I decided to take a left when I reached the Ledges Loop, and head towards the “Ice Box”.  This put me on the east side of the loop, which in late afternoon, was already quite shadowy.

This area has some great free-standing rock formations…

… and some side trails, which may require a little scrambling, or squeezing between boulders.  These “secret passageways” will be a lot of fun for kids.

Some of the side trails I took looped back to the main trail, others reached dead-ends.

The “Ice Box”, which I mentioned earlier, is just one of many caves formed by gaps in the rocks.  I’m guessing there’s a cool breeze that flows out of the hole on hot days, but during my visit it wasn’t warm enough to notice much of a draft.

The trail continues, past rocks of all sizes…

… and through a forest of trees.  Then, suddenly…

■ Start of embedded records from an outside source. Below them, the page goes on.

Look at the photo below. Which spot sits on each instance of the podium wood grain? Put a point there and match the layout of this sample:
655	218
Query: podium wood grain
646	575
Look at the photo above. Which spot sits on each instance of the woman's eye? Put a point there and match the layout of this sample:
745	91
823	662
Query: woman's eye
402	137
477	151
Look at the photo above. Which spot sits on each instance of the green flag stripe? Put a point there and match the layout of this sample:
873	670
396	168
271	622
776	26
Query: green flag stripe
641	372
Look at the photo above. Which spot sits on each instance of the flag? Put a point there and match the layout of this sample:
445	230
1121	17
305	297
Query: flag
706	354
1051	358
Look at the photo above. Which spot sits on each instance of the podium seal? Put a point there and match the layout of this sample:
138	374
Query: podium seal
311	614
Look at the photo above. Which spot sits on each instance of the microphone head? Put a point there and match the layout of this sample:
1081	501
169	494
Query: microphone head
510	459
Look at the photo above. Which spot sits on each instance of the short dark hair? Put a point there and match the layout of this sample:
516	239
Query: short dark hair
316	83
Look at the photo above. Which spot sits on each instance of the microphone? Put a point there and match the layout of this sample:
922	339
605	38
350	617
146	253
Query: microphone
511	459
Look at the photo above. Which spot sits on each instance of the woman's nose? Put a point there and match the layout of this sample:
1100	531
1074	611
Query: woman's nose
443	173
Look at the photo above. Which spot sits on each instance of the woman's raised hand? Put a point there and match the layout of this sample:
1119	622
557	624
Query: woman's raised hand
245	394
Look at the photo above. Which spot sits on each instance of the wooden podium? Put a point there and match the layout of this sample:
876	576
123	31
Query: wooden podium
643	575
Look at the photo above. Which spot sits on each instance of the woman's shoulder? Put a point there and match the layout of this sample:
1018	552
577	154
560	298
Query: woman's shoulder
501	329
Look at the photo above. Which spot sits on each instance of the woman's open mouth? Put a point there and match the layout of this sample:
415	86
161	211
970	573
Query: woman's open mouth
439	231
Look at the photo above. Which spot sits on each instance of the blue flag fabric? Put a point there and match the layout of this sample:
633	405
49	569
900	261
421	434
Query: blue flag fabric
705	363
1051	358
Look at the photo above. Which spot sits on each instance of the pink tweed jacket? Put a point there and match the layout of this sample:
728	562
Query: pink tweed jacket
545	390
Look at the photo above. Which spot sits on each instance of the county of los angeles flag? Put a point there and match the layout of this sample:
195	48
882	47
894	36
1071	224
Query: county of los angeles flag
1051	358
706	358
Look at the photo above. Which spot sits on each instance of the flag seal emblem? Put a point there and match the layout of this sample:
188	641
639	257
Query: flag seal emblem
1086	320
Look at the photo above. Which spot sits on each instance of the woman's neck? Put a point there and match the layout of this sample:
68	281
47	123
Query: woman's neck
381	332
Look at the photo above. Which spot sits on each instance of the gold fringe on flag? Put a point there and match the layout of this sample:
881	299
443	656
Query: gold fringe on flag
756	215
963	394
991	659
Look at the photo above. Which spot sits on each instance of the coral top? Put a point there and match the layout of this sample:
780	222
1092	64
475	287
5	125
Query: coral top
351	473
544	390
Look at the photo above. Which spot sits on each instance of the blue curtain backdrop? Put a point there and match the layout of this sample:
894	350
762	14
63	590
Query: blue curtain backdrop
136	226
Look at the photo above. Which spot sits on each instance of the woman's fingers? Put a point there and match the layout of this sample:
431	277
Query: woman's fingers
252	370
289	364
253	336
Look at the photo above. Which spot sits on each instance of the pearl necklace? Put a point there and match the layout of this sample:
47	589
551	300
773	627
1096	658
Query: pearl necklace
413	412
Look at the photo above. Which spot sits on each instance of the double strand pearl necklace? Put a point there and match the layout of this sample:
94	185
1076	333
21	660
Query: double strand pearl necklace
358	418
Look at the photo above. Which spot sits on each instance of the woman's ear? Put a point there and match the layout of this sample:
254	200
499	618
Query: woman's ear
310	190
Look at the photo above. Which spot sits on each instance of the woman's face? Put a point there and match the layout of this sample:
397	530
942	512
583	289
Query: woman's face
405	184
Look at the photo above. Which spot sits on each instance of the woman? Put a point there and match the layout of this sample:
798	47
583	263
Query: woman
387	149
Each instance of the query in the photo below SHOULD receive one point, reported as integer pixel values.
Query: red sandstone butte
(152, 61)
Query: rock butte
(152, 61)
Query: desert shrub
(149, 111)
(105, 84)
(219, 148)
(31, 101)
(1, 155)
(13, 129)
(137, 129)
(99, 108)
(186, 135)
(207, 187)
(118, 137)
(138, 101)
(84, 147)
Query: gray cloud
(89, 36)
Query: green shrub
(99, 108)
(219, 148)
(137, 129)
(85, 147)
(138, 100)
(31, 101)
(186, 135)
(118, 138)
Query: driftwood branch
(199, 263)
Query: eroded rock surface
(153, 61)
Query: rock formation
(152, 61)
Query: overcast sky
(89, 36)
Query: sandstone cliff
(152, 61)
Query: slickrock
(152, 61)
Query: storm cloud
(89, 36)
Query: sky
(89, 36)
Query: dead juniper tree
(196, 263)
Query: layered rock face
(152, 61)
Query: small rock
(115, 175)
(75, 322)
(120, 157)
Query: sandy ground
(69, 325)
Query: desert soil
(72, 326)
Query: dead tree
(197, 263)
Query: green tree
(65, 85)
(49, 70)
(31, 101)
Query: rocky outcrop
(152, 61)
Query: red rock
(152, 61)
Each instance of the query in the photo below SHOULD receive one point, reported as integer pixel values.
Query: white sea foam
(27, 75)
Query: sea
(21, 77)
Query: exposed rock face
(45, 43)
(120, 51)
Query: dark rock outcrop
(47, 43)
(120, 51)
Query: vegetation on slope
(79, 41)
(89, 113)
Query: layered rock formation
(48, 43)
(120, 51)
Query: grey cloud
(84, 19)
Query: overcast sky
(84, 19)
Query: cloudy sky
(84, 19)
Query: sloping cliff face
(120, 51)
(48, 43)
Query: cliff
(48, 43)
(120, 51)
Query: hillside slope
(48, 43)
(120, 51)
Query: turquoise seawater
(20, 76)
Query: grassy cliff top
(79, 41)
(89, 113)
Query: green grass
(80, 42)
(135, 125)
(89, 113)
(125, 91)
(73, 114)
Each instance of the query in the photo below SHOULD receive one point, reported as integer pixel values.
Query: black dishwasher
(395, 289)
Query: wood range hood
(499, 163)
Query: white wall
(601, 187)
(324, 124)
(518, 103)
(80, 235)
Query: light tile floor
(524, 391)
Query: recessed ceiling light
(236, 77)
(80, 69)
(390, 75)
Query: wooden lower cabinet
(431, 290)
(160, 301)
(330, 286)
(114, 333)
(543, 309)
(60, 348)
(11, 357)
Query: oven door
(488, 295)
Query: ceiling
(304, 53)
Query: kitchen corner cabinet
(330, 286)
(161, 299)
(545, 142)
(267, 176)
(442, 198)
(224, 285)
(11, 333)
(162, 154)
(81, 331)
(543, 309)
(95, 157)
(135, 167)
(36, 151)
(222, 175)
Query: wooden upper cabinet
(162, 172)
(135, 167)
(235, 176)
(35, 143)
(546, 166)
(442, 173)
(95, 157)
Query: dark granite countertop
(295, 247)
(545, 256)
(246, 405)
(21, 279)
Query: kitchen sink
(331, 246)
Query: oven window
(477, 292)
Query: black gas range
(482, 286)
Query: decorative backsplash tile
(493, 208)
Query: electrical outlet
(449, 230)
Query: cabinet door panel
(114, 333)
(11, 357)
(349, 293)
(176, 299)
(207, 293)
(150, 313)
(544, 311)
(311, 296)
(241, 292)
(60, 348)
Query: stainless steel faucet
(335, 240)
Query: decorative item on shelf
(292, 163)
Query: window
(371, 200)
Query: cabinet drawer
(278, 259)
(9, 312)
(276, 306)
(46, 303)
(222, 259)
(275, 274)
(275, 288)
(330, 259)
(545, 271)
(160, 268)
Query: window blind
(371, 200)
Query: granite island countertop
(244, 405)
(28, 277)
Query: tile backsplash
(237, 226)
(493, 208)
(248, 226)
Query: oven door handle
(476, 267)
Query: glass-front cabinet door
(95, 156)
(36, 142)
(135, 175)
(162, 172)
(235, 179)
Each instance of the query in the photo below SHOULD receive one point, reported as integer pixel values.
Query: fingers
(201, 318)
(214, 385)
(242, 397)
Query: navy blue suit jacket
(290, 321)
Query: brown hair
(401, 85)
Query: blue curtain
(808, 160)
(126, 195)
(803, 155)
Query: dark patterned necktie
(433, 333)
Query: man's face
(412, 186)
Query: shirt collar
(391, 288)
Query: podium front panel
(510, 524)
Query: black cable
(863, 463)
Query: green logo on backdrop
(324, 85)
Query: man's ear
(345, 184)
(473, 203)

… you encounter this surprise: a large meadow, free of trees, where you can lay in the sun and turn your kids loose to play on the grass.  This spot is near the road to the Ledges picnic area (which is in the middle of the loop made by the Ledges Trail, and at the top of that staircase I showed you earlier).

The road is also near this spot, which is advertised as the Ledges Overlook — although truth be told, there wasn’t much of a view, just more trees.

Next, the Ledges Trail drops down and runs directly underneath the overlook.  Suddenly, I was on the sunny side of the loop…

… which meant the sun was streaming through the trees, casting light and shadows on the rocks.

As I hiked, I tried to decide if this side was more impressive than the other side.  Over here, the cliffs seem a bit more imposing…

… at times hanging directly over the path.  But, there aren’t many side trails, that pass through gaping cracks in the rocks.  I guess it doesn’t matter which side is better, since it’s a loop trail, you get to see it all.

Once you’ve completed the Ledges Trail Loop, you can take the other half of the Haskell Run Trail, and end up back at the Happy Days Lodge, and the parking area.

The Ledges Trail is a 1.75 mile loop. Once you add in the connecting trails and the Haskell Run Trail, as well as some exploring on the side trails through the rocks, you’ll probably end up walking about 2.5 miles.